Check out our selection of long blooming Hydrangeas. Not only do we have the modern varieties of old and new wood blooming Hydrangea macrophylla, but we also have my favorites, Oak Leaf Hydrangea, and Hydrangea paniculata. I think these types do better in our hot, dry summers and can tolerate a bit more sun. Granted you do not have the intense colors with them, but they are worth a spot in your shady garden. Plus we have Hydrangea arborescens, the type with the massive balls of white blossoms that can grow up to 10 ft tall.
Summer color is here. The nursery is filled to the gills. Not I keep saying we have enough, but we just got in 60 more flats of flowers and veggies. We are still waiting on one of the best annuals for our hot area-the annual vinca. Hope to see some soon. Meanwhile, cosmos, begonias, impatiens, zinnias, and marigolds will have to do. This is the month to finish up your planting before the real dog days of summer arrive. Make sure you are watering adequately, wetting the ground past the root zone to keep those roots growing deep for drought and heat tolerance. Mulch heavy to keep moisture in and the ground getting baked by the sun. Fertilize citrus and your camellias, rhodies, and azaleas now that they are done blooming. Keep monitoring for insects. I think they will be bad this year as we did not get cold enough to kill them over winter. Fungus issues are still happening here, too because of the damp weather.
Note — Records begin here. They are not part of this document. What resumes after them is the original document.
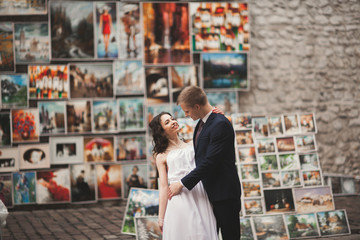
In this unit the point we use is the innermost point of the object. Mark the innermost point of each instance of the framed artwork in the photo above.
(78, 116)
(130, 148)
(109, 181)
(25, 125)
(226, 101)
(99, 149)
(166, 42)
(130, 34)
(106, 30)
(129, 77)
(104, 116)
(313, 199)
(181, 77)
(71, 30)
(13, 7)
(14, 91)
(6, 192)
(66, 150)
(52, 117)
(24, 187)
(5, 130)
(83, 185)
(90, 80)
(131, 114)
(135, 176)
(9, 159)
(147, 228)
(7, 60)
(34, 156)
(157, 85)
(333, 222)
(228, 71)
(263, 224)
(220, 27)
(31, 42)
(48, 81)
(301, 225)
(53, 186)
(141, 203)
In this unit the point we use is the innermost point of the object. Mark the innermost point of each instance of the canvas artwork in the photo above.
(147, 228)
(34, 156)
(220, 27)
(53, 186)
(31, 42)
(99, 149)
(333, 222)
(66, 150)
(5, 130)
(302, 225)
(9, 159)
(25, 125)
(89, 80)
(141, 203)
(52, 117)
(71, 30)
(135, 176)
(104, 116)
(14, 91)
(7, 60)
(106, 30)
(130, 148)
(313, 199)
(78, 116)
(109, 181)
(83, 185)
(129, 77)
(225, 71)
(131, 114)
(181, 77)
(130, 34)
(48, 81)
(16, 7)
(270, 227)
(166, 42)
(6, 192)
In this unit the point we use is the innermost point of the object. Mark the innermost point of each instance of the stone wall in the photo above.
(305, 57)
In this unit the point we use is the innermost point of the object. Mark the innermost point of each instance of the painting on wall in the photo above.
(71, 30)
(7, 60)
(31, 42)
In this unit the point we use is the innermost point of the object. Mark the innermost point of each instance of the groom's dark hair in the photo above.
(192, 95)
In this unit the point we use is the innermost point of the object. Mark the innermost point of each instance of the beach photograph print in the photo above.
(72, 30)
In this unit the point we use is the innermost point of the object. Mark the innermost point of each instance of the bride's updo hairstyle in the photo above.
(160, 140)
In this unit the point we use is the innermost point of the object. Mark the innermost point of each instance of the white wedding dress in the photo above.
(189, 215)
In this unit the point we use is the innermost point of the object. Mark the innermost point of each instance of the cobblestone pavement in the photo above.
(103, 221)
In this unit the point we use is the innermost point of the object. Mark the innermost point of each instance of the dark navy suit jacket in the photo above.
(215, 160)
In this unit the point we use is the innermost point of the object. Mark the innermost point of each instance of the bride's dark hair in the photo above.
(160, 141)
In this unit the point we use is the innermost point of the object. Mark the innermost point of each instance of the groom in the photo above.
(215, 161)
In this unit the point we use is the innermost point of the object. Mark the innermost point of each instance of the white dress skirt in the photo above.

Do you know about First Fridays? Artwalk, food and live music at several businesses in town, in conjunction with the Farmers Market that opens at 5. They are being held the first Friday of the month through October this year. We are again participating June 7 officially from 6-9, but we keep the nursery open, start early and usually call it quits here as it gets dark. This month we are planning on having several artists, music by Rebel Music for People and Wholly Bowl, a Korean food vendor. Then on Saturday, the first MAMA Movie in the Park is happening. These are the 2nd Saturday of the month June-Sept. The first movie is Ralph Breaks the Internet and sponsored by Hardesters Markets and hosted by the Jesus Christ Fellowship. Aaron really knows how to host with the church providing plenty of pre-movie fun for the kids. So come early, picnic or just hang out. The movie starts as soon as it is dark enough.
- Plant of the Month- $1.00 off
- Sunchokes/Jerusalem Artichokes-20% off
- All Hydrangeas- 20% off
- Assorted wine grapes-20% off
- Buy 5 shrubs and get a 6th free
Plant of the Month
Verbena bonariensis ‘Meteor Shower’
I was excited when I read about this new shorter version of deer resistant Verbena bonariensis. Some of you are familiar with the 5 ft growing version with the purple balls on a very open plant. Meteor Shower has the same heat and drought tolerance but only gets to 2 and a half feet tops. Its upright habit is perfect for the center of containers or in the ground. I think this plant would be equally at home in an English style, rock garden, native garden, mixed container or standalone or among succulents. Plant in full to part sun. This low maintenance plant is sure to attract butterflies. Perfect with Moonshine Yarrow, Guara, Gaillardia and Coreopsis and a short growing ornamental grass or two. We grew them from plugs, and they are starting to bud up now. $1.00 off the 4-inch pots all month.